Когда мы подошли к поселку, Алан велел мне взять его под руку и повиснуть на нем, словно я обессилел от усталости. Когда он отворил дверь постоялого двора, казалось, что он почти несет меня. Служанка, по-видимому, удивилась — и было отчего! — нашему быстрому возвращению, но Алан, не тратя даром слов для объяснения, усадил меня на стул, спросил чарку водки, которую давал мне пить маленькими глотками, а затем, разломав хлеб и сыр, начал кормить меня, точно нянька, и все это с таким озабоченным, нежным видом, который обманул бы даже самого судью. Не мудрено, что служанка обратила внимание на бледного, переутомленного юношу и его любящего товарища. Она стала рядом с нами, оперлась на стол.
— Что с ним случилось? — спросила она наконец.
Алан, к моему великому удивлению, повернулся к ней с яростью.
— Что случилось! — закричал Алан. — Он прошел больше сотен верст, чем у него волос на подбородке, и чаще спал в мокром вереске, чем на сухих простынях. «Что случилось!» — говорит она. Скверное случилось, вот что… — И он продолжал с недовольным видом ворчать себе под нос и кормить меня.
— Он слишком молод для этого, — сказала служанка.
— Слишком молод, — проворчал Алан, стоя к ней спиной.
— Ему было бы лучше ехать, — сказала она.
— А где же мне достать ему лошадь? — воскликнул Алан, оборачиваясь к ней с тем же разъяренным видом. — Вы бы хотели, чтоб я украл ее?
Я думал, что такая грубость заставит ее удалиться в сердцах, и действительно она на время замолчала.
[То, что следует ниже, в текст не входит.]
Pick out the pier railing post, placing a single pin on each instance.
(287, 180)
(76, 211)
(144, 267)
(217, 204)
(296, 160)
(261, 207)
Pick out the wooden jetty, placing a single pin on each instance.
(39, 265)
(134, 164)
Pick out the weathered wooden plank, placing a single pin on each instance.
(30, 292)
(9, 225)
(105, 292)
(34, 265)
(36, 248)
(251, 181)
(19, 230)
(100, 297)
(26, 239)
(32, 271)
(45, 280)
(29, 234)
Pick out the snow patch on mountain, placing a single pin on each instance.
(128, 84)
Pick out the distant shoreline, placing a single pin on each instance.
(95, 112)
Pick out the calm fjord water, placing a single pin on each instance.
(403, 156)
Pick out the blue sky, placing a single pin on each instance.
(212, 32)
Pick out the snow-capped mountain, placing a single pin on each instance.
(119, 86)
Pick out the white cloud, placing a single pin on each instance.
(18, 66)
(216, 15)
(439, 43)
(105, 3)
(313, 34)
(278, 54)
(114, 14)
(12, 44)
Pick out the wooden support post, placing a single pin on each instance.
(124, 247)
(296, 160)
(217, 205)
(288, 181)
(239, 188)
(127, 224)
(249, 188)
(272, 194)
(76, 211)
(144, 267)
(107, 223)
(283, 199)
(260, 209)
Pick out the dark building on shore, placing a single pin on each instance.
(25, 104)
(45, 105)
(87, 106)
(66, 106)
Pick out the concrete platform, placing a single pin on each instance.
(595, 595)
Но мой товарищ прекрасно знал, что делал, и хотя в некоторых отношениях был очень наивен, но в делах, подобных этому, отличался большой проницательностью.
— Я отлично вижу, — сказала она наконец, — что вы джентльмены.
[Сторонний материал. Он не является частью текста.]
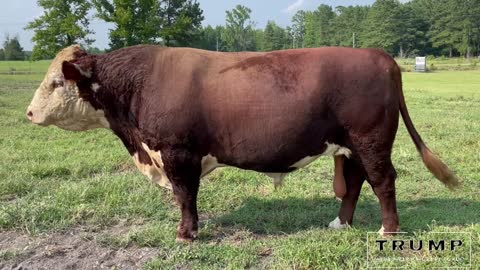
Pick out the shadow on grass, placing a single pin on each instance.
(291, 215)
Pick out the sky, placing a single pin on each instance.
(14, 15)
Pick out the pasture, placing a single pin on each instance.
(76, 198)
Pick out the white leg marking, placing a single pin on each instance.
(209, 163)
(278, 179)
(332, 150)
(337, 225)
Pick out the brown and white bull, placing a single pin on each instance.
(183, 112)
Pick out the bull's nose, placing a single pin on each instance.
(29, 115)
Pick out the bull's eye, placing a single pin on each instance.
(57, 83)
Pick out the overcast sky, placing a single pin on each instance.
(15, 14)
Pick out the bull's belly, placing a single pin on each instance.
(210, 162)
(156, 172)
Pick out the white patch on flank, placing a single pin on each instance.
(95, 87)
(332, 150)
(209, 163)
(278, 178)
(153, 172)
(337, 224)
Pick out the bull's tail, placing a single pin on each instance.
(431, 161)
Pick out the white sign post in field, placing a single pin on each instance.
(420, 64)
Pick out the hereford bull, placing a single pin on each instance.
(183, 112)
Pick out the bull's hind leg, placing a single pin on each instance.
(184, 175)
(381, 176)
(354, 178)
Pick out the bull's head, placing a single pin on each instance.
(58, 100)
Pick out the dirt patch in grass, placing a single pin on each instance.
(76, 249)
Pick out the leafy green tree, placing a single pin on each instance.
(171, 22)
(298, 29)
(12, 49)
(211, 39)
(135, 21)
(239, 30)
(318, 26)
(94, 50)
(180, 22)
(412, 33)
(63, 23)
(274, 37)
(382, 26)
(455, 26)
(347, 25)
(259, 37)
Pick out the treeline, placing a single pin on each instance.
(417, 27)
(11, 50)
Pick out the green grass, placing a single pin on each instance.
(442, 63)
(24, 66)
(54, 180)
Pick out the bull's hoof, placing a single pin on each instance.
(384, 232)
(337, 224)
(166, 185)
(187, 237)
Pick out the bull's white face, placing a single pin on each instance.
(57, 101)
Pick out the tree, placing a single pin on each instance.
(135, 21)
(381, 27)
(347, 25)
(211, 39)
(94, 50)
(239, 32)
(318, 27)
(12, 49)
(455, 25)
(180, 22)
(64, 22)
(298, 29)
(412, 33)
(273, 37)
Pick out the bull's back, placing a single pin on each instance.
(263, 107)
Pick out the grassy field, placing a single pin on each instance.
(54, 182)
(22, 67)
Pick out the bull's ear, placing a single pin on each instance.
(75, 72)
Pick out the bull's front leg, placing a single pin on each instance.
(184, 175)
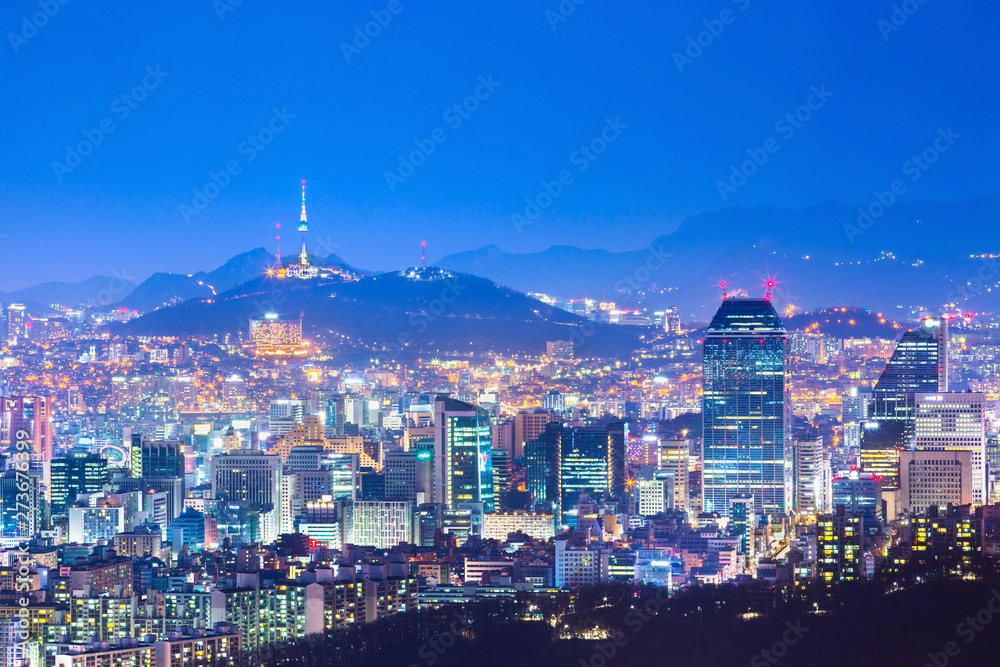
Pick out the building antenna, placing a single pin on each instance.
(277, 241)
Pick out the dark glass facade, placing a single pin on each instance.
(744, 407)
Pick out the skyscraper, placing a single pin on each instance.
(463, 470)
(744, 407)
(918, 364)
(585, 467)
(80, 472)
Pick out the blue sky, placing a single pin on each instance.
(224, 68)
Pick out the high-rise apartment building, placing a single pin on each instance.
(744, 407)
(675, 460)
(934, 479)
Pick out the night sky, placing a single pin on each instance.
(212, 75)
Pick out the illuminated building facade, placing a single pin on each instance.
(463, 464)
(32, 414)
(950, 422)
(585, 462)
(840, 547)
(272, 336)
(918, 364)
(80, 472)
(743, 405)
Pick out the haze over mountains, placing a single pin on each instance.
(821, 256)
(827, 255)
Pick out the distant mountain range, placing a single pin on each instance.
(395, 316)
(905, 255)
(827, 255)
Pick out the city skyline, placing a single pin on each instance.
(688, 123)
(556, 332)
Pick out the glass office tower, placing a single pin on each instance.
(743, 408)
(463, 465)
(919, 364)
(585, 467)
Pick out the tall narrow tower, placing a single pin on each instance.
(744, 408)
(303, 228)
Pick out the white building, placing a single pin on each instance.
(499, 526)
(88, 525)
(652, 496)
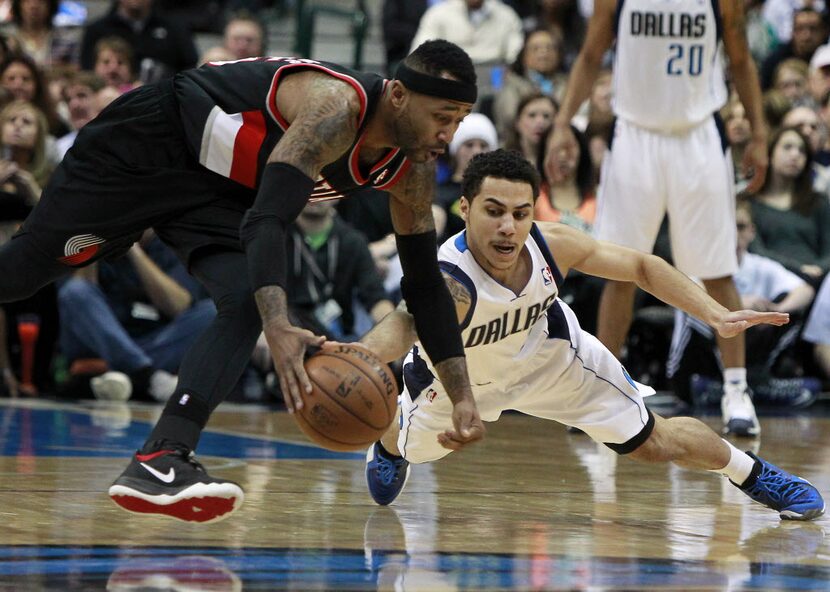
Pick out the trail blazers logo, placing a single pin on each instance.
(80, 248)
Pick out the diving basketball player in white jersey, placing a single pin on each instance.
(525, 349)
(669, 154)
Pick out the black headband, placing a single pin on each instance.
(444, 88)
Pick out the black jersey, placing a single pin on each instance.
(231, 122)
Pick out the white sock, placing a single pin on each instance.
(735, 376)
(739, 466)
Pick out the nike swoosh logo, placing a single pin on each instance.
(165, 477)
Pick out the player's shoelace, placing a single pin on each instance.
(778, 488)
(388, 470)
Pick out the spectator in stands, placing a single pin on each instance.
(779, 14)
(819, 75)
(760, 34)
(475, 135)
(21, 76)
(571, 201)
(114, 63)
(81, 100)
(564, 19)
(809, 32)
(245, 37)
(808, 122)
(488, 30)
(538, 69)
(330, 272)
(32, 25)
(25, 160)
(738, 133)
(764, 285)
(792, 220)
(139, 313)
(533, 118)
(161, 46)
(790, 79)
(399, 22)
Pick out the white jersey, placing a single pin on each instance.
(503, 329)
(668, 71)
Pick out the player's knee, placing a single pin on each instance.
(76, 292)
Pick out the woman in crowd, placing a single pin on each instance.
(537, 69)
(534, 117)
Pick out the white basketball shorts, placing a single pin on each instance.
(688, 174)
(574, 381)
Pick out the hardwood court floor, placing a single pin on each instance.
(531, 508)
— Ну, — сказал Алан, немного смягченный (я думаю, против воли) этим простодушным замечанием, — положим, что это правда. Но слыхали вы когда-нибудь, чтобы благородное происхождение наполняло карманы деньгами?
На это она вздохнула, точно сама была обедневшей важной леди.
— Нет, — сказала она. — Это вы правду сказали!
Я все время злился, что играю такую роль, и молчал, не зная, стыдиться ли мне или смеяться. Но тут я не мог далее выдержать и попросил Алана оставить меня в покое, так как уже чувствую себя лучше. Голос мой прерывался, потому что я всегда ненавидел ложь. Но мое замешательство тоже помогло заговору, потому что девушка, без сомнения, приписала хрипоту в моем голосе болезни и усталости.